HPE Ezmeral Software platform
1833776 Members
2297 Online
110063 Solutions
New Discussion

heterogeneous GPU support within one Ezmeral compute cluster

 
Chezan
Occasional Visitor

heterogeneous GPU support within one Ezmeral compute cluster

Hi, one question one Ezmeral confused me a lot recently. 

Anyone could let me know how to assign different GPU to different KDApp, eg. here I want to this notebook can run on 'rtx-4000' card and I tried to edit my yaml file (I labelled on the rtx 4000 node first, using label is the approach on K8S) on ezmeral like this, but it failed in the end. 
 
As for KDapp, since packaged by App Workbench, there is no place to set detailed GPU information and from GUI, it can only set GPU number.
 
Screenshot:
 
 
1 REPLY 1
HPE-Ezmeral-Dev
Occasional Visitor

Re: heterogeneous GPU support within one Ezmeral compute cluster

KDApps support adding a NodeAffinity section to the KDApp cluster yaml for specifying one or more GPU models.. The nodeSelector section is not supported.
See the HPE Ezmeral docs for topic "Using nodeAffinity to Select By GPU Type"

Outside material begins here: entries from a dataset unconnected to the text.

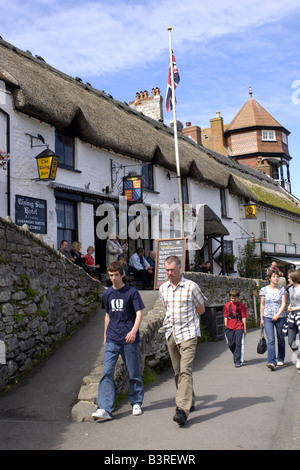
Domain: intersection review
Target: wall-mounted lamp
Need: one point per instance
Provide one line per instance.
(250, 210)
(47, 164)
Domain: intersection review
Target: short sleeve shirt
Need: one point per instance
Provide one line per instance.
(121, 306)
(181, 303)
(294, 293)
(272, 301)
(235, 312)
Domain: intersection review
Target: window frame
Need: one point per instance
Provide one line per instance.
(66, 232)
(64, 135)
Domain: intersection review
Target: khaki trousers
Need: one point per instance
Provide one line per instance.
(182, 357)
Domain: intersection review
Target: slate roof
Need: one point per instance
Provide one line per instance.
(252, 114)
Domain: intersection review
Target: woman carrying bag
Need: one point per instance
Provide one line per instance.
(272, 313)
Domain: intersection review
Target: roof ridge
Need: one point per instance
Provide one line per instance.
(252, 114)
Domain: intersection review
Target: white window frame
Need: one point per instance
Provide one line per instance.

Here is an example KD cluster app yaml that specifies a NodeAffinity:

---
apiVersion: "kubedirector.hpe.com/v1beta1"
kind: "KubeDirectorCluster"
metadata: 
  name: "tf-k80-gpu"
  namespace: "gpu-test-none"
  labels: 
    description: ""
spec: 
  app: "tensorflow-gpu-jupyter"
  namingScheme: "CrNameRole"
  appCatalog: "local"
  connections: 
    secrets: []
  roles: 
    - 
      id: "controller"
      members: 1
      resources: 
        requests: 
          cpu: "2"
          memory: "4Gi"
          nvidia.com/gpu: "1"
        limits: 
          cpu: "2"
          memory: "4Gi"
          nvidia.com/gpu: "1"
      #Note: "if the application is based on hadoop3 e.g. using StreamCapabilities interface, then change the below dtap label to 'hadoop3', otherwise for most applications use the default 'hadoop2'"
      #podLabels: 
        #hpecp.hpe.com/dtap: "hadoop2"
      affinity:
        nodeAffinity:
          requiredDuringSchedulingIgnoredDuringExecution:
            nodeSelectorTerms:
              - matchExpressions:
                  - key: nvidia.com/gpu.product
                    operator: In
                    values:
                      - Tesla-K80

The node label nvidia.com/gpu.product is created by default with Ezmeral Runtime release 5.3..5 and later.
You can also create your own node label for the app to key off.